Jeremy Seewer zwischen Ehrfurcht und Pommes-Ständen

Von Johannes Orasche
Motocross-WM MXGP
Jeremy Seewer

Jeremy Seewer

Vor dem traditionsreichen belgischen Motocross-Grand-Prix auf der Sandpiste von Lommel stehen zwei Schweizer in der Tabelle in den Top-4: Jeremy Seewer ist sogar auf Kurs zum Vize-Titel in der MXGP-Klasse.

Yamaha-Werksfahrer Jeremy Seewer kommt als WM-Zweiter zum belgischen Motocross-Grand-Prix am kommenden Sonntag in Lommel. Der 24 Jahre alte Bülacher zeigte zuletzt im tschechischen Loket mit zwei dritten Rängen eine starke Leistung und hält im Klassement aktuell einen Vorsprung von 26 Punkten auf seinen ersten Verfolger und Nachfolger bei Wilvo Yamaha, den erfahrenen Franzosen Gautier Paulin.
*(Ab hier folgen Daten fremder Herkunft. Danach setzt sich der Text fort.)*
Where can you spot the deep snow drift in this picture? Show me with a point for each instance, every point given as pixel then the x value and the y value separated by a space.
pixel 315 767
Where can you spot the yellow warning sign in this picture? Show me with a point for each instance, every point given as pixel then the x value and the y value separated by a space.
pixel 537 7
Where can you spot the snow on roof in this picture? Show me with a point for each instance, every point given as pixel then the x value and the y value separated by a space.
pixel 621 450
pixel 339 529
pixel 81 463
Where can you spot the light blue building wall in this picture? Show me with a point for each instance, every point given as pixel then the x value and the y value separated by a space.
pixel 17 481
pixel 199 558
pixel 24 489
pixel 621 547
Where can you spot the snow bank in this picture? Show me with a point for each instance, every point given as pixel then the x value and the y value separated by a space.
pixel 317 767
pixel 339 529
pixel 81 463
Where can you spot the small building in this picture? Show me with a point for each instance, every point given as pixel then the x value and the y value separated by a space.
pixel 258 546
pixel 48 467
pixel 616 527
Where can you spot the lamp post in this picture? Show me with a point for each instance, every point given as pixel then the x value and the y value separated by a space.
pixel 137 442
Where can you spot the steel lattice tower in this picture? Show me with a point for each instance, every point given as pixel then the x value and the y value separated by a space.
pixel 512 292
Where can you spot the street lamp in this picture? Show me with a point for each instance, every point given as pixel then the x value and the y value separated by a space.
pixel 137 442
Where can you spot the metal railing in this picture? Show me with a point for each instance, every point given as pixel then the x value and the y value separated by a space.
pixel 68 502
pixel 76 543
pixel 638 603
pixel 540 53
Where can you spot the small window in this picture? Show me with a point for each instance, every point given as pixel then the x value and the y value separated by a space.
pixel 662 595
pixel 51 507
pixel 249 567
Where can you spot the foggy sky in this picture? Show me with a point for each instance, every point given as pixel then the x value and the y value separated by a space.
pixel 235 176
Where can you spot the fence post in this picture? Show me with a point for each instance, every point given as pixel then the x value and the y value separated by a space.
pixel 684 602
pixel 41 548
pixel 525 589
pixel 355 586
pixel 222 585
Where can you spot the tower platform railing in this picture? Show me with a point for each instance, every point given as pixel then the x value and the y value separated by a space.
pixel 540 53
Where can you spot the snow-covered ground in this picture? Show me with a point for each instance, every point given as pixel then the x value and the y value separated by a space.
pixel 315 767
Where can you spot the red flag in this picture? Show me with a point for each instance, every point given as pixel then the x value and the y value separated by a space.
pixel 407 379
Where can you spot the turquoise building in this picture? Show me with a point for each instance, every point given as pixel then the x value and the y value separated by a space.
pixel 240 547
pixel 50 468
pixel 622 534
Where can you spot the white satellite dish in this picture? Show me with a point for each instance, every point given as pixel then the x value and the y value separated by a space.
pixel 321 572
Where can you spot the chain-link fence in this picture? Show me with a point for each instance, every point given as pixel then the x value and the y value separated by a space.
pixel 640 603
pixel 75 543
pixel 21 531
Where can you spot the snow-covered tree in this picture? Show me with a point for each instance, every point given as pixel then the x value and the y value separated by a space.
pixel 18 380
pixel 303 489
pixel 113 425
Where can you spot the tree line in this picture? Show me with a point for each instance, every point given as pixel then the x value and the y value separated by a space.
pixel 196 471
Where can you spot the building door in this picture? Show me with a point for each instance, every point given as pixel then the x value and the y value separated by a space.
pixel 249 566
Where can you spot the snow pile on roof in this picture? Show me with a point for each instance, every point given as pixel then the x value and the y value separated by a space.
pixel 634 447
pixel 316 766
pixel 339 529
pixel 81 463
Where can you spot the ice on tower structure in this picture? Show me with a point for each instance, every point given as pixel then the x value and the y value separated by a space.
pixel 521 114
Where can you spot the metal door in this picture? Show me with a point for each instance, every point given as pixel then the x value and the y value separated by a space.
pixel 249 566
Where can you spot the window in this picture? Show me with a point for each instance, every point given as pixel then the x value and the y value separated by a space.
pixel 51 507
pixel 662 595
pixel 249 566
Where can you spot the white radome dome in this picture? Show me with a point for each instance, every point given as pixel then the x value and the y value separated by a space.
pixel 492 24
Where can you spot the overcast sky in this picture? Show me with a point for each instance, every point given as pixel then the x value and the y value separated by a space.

WM-Leader Tim Gajser (Honda) ist mit 177 Punkten Vorsprung bereits weit enteilt.

Seewer hat zwar Respekt vor der brutalen Sandpiste von Lommel, spürt aber als Wahl-Belgier auch viel Vorfreude. «Lommel fühlt sich mittlerweile an wie mein zweites Zuhause», erklärte er. «Ich verbringe recht viel Zeit in Lommel beim Training und anderen Dingen. Lommel ist ein Klassiker im Kalender.»

Die spezielle Stimmung beschreibt Seewer so: «Es herrscht immer eine sehr nette Atmosphäre mit all den Pommes-Frites-Ständen und den Belgiern. Ich freue mich darauf und hoffe, dass das Wetter in Ordnung sein wird. Ich will versuchen, ein gutes Gefühl auf der Strecke zu bekommen und wieder um das Podium kämpfen.»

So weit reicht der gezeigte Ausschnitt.